A proximidade com Cintia criou na boxeadora o desejo de virar fisioterapeuta no futuro. Antes, porém, ela quer a maior conquista da carreira por um reconhecimento que ainda não chegou.

Após tantas superações, vencer no dia 15 parece um sonho mais do que possível.

Atleta terá bolsa recorde por defesa de título

A luta contra a irlandesa Katie Taylor também representa fora dos ringues o maior voo da vida da brasileira Rose Volante.

Rose receberá US$ 150 mil livres de impostos (aproximadamente R$ 580 mil). Taylor, por sua vez, pode lucrar até US$ 1 milhão (R$ 3,8 milhões) somados patrocínios pessoais e direitos de transmissão de televisão.

"Não uso o dinheiro das lutas, eu guardo o que recebo para depois. Me mantenho bem com o que tenho recebido. Deixo isso mais para frente", disse a brasileira.

A dura realidade de outrora, definitivamente, mudou. Até antes de se profissionalizar, Rose recebia menos de R$ 2 mil com o programa Bolsa Atleta. O sustento precisava ser complementado com aulas particulares de boxe, rifas e até trabalhos alternativos.

Os valores representam, também, uma conquista para a ala feminina da modalidade, mas ainda são pequenos perto de números liderados pelos principais atletas no masculino.

A irlandesa Katie Taylor, comemorando a medalha de ouro na Olimpíada de Londres, em 2012
A irlandesa Katie Taylor, comemorando a medalha de ouro na Olimpíada de Londres, em 2012 - Alberto Pizzoli/AFP

Em 2015, o americano Floyd Mayweather Jr. movimentou US$ 350 milhões (R$ 1,3 bilhão em valores atuais) contra o filipino Manny Pacquiao pela categoria meio-médio (até 66,6 kg). Chamada de "a luta do século", o confronto foi valorizado por mais de cinco anos de expectativa. Mayweather venceu por pontos e manteve a longa invencibilidade.
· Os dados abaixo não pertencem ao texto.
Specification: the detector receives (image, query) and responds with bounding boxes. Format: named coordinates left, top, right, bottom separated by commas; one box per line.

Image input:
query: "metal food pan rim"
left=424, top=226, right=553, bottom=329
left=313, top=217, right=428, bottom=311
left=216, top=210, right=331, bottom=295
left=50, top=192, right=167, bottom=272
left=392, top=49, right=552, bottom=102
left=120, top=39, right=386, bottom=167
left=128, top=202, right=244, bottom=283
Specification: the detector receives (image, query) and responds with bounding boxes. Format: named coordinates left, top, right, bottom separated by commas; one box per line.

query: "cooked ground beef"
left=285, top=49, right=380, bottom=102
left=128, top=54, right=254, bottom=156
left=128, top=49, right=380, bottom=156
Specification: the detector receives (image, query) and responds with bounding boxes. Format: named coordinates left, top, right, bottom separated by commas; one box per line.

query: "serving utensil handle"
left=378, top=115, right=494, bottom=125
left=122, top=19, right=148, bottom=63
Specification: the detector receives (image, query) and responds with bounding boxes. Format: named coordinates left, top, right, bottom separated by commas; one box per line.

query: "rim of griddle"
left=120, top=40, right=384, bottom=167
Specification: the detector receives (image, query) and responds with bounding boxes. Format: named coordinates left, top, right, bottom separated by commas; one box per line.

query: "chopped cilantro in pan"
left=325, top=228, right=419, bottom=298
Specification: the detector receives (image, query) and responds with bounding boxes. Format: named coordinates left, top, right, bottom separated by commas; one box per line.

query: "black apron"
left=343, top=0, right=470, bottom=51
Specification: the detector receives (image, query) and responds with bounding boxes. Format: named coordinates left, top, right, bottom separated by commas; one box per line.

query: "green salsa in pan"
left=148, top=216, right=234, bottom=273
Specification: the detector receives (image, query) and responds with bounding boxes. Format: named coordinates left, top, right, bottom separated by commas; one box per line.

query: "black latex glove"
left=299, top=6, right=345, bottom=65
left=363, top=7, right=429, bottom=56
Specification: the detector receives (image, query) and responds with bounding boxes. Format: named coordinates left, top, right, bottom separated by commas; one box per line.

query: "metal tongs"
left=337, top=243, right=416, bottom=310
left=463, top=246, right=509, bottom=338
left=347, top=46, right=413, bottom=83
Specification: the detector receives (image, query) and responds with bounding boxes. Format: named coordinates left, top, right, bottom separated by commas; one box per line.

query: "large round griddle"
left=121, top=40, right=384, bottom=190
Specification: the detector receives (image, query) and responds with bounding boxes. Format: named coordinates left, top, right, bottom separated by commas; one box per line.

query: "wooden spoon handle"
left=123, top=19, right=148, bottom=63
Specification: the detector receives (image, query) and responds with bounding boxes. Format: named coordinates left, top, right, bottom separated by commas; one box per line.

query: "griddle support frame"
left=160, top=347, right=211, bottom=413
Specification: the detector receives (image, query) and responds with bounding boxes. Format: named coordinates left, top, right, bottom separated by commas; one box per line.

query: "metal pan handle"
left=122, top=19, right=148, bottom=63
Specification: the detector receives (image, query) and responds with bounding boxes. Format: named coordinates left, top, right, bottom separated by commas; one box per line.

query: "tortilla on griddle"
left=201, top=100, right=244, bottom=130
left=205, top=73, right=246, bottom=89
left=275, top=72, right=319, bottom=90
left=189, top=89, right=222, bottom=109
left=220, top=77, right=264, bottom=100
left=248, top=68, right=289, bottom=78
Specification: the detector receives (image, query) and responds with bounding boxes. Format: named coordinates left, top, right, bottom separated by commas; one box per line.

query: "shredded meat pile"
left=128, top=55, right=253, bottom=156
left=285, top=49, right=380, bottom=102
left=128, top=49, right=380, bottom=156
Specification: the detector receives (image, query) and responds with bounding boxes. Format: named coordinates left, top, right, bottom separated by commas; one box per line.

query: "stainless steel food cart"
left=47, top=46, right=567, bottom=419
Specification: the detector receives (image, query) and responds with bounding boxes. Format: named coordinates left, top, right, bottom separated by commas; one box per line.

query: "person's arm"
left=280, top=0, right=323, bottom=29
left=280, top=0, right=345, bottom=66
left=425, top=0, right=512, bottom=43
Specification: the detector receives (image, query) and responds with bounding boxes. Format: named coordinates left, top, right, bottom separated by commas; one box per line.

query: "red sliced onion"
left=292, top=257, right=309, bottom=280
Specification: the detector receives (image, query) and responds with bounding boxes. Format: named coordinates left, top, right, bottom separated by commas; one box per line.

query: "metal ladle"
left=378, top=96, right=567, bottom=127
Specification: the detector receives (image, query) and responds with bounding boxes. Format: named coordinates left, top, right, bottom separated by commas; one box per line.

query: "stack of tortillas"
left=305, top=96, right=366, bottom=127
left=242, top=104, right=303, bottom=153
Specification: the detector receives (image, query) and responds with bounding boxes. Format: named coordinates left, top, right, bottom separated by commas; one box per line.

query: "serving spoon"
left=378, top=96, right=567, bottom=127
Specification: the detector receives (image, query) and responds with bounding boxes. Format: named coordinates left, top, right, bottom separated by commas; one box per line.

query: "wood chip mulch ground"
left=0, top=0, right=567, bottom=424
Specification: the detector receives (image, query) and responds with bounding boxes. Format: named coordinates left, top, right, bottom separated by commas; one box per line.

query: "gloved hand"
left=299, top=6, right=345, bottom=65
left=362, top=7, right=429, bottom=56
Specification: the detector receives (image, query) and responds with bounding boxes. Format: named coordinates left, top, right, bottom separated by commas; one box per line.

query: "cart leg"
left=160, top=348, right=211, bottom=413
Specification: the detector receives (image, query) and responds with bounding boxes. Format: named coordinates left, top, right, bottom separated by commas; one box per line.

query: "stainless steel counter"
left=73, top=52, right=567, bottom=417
O mexicano Saul Canelo Álvarez, principal nome do boxe mundial, assinou contrato com a DAZN, plataforma de streaming britânica, para realizar 11 lutas por US$ 365 milhões de dólares (cerca de R$ 1,4 bilhão).

O mundo do boxe, no entanto, também registra outras realidades. O mexicano Leo Santa Cruz recebeu US$ 1 milhão (R$ 3,8 milhões) pela recente defesa do cinturão da Associação Mundial de Boxe, em fevereiro. O rival, o compatriota Rafael Rivera, levou apenas US$ 20 mil (aproximadamente R$ 76 mil).

"O boxe feminino está em uma crescente. Tem muitas mulheres treinando, procurando o esporte. Ainda falta apoio e patrocínio de um modo geral", explicou Rose.

Em janeiro, o Forja de Campeões, tradicional torneio para iniciantes, teve a primeira edição feminina. Criado pela Federação Paulista de Boxe em 1941, o troféu levou o nome de Rose Volante.